By most estimates, the church grew by about 40 percent per decade in the first 300 years of its life. How did that happen? Mike Aquilina writes:

When Christianity was an illegal underground movement, it spread from friend to friend. That was the only way it could spread. And anyone who became a Christian was making a big sacrifice just by that very identity. You could die in one of the periodic persecutions. But even if you didn’t get thrown to the beasts — as obviously most Christians didn’t — you still had to be watchful all the time. It was a pagan world out there, and everything conspired to pull Christians away from their straight and narrow path back to the easy road. (Mike Aquilina, Friendship and the Fathers [Steubenville, OH: Emmaus Road, 2021], 9.)

He further reminds us:

Christianity certainly didn’t have force on its side (then), and Christians couldn’t rent halls and have big revival meetings to convert the heathens.
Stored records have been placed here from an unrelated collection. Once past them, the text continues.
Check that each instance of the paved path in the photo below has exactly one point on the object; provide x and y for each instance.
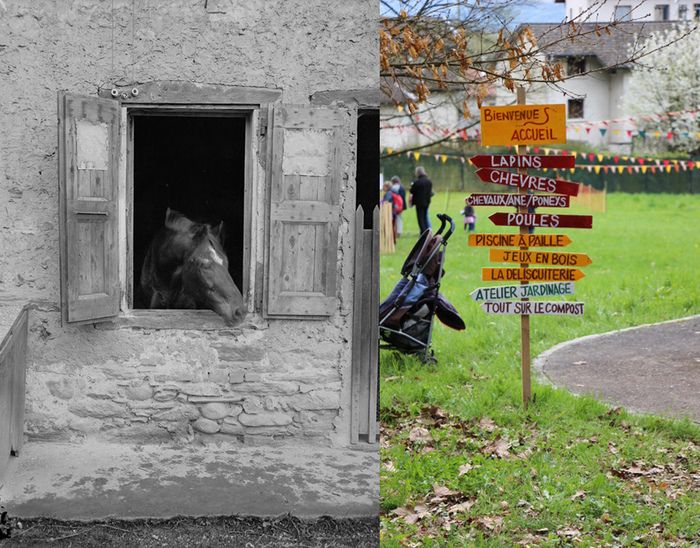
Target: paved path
(651, 369)
(93, 481)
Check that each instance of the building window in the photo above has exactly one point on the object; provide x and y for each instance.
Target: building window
(575, 65)
(623, 13)
(661, 12)
(575, 108)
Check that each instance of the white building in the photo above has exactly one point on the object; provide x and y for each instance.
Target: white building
(644, 10)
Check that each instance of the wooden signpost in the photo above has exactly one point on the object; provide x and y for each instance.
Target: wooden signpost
(546, 220)
(519, 240)
(523, 125)
(538, 257)
(518, 200)
(514, 160)
(524, 181)
(559, 308)
(525, 291)
(531, 274)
The only thing they had going for them was an apostolate (an evangelistic activity) of friendship. Christians made friends and then they made their friends Christians. (Aquilina, 5.)

The church today, especially in places like Singapore, are not illegal — we can afford to rent big stadiums and, by and large, we can run whatever evangelistic programmes we want. Therefore, we must ask why the church isn’t growing as significantly as it did in the days of the early church? Could one reason be the fact that we no longer know how to make friends? And by this I am not talking about a programme like friendship evangelism where friendship becomes a means to an end. When non-Christians realise that you are not really out to care for them but that you befriend them just to convert them, they would feel betrayed. I know I would. I am talking about reaching out with genuine love to people; that we make friends because we want to walk with them, because we want to be committed to mutual care.
 
We are in the midst of a raging culture war where there are forces pressing in on things we know to be wrong. We must believe that God is sovereign while we do what we need to in order to stand for what is right and true. But I do not want us to adopt a siege mentality that stops us from reaching out to those different from us. We want to follow Jesus who knew what was right and wrong, and who knew when it was time to call people to repent, but who made friends with all sorts of people and shared meals with them.
 
One truth affecting Christian and non-Christian alike is that we live in a lonely world. But we worship a God who reached out to us in friendship (John 15:15).

. . . if God—who has no equal—has befriended us, who are we to place anyone outside the reach of our friendship? If Christianity is participation in the divine life, then grace makes us omni-capable in friendship. We can be friends with the most unlikely people. (Aquilina, 6.)

I think we are long overdue for a revolution of friendship. First, within the church because the church can be as lonely, if not more lonely, than the world. Then, the church can be a training ground for friendship that equips us for befriending a lost and lonely world.